Joli : ils disent qu’ils changent les règles pour que personne ne puisse se faire de l’argent grâce au nouvel ASP. Ils disent aussi que ce type de règles sont standart pour tous les sports majeurs autour du globe. J’ai parlé à plein de photographes, des agences de stock et de gros médias et ils m’ont tous dit que ce n’était pas vrai. Tu dois travailler pour un magazine réputé ou un gros titre mais jamais tu n’auras à abandonner ton copyright.

Enfin, quel est le but de la manoeuvre ? Ne plus avoir que des photographes ASP sur la plage ?

Sylvain : Yes, ils cherchent un contrôle total. Et il ne restera donc à terme que des photos contrôlées par les photographes ASP…

Photos de compètes/ASP : comment ça marche ?
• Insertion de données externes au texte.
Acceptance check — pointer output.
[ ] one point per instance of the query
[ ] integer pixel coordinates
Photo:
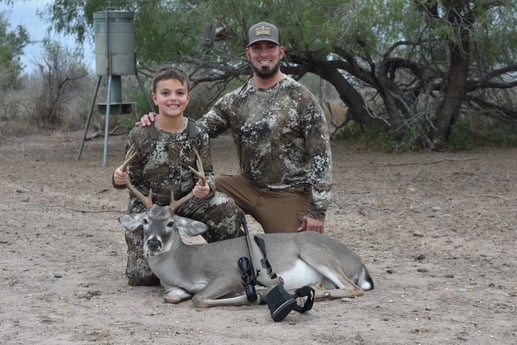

L’ASP dépêche sur chaque épreuve ses propres photographes (principalement Kirstin, Cestari, Robertson à l’international, et des photographes par « région » comme régulièrement Damien Poullenot pour l’Europe) qui produisent du contenu pour les sites web ASP. Ce contenu est mis à disposition des médias comme Surf Session. Les médias peuvent gratuitement utiliser des photos en basse-def, et marquées d’un – énorme – logo ASP. Moyennant un forfait annuel, ces mêmes médias ont accès aux fichiers haute def, non marquées, et de quelques photos supplémentaires.

Une poignée de photographes suivent le Tour pour le compte de titres de presse ou sites web, ou en freelance. Dans ce cas, ils proposent leur contenu à plusieurs magazines ou sites web autour de la planète. C’est le cas de Peter « Joli » Wilson qui collabore depuis de longues années avec Surf Session.

Sur la plupart des épreuves World Tour, la marque organisatrice possède aussi sa propre équipe de photographes, qui produisent du contenu pour le site web de l’event et les médias. Ces photos sont souvent exempts de logo…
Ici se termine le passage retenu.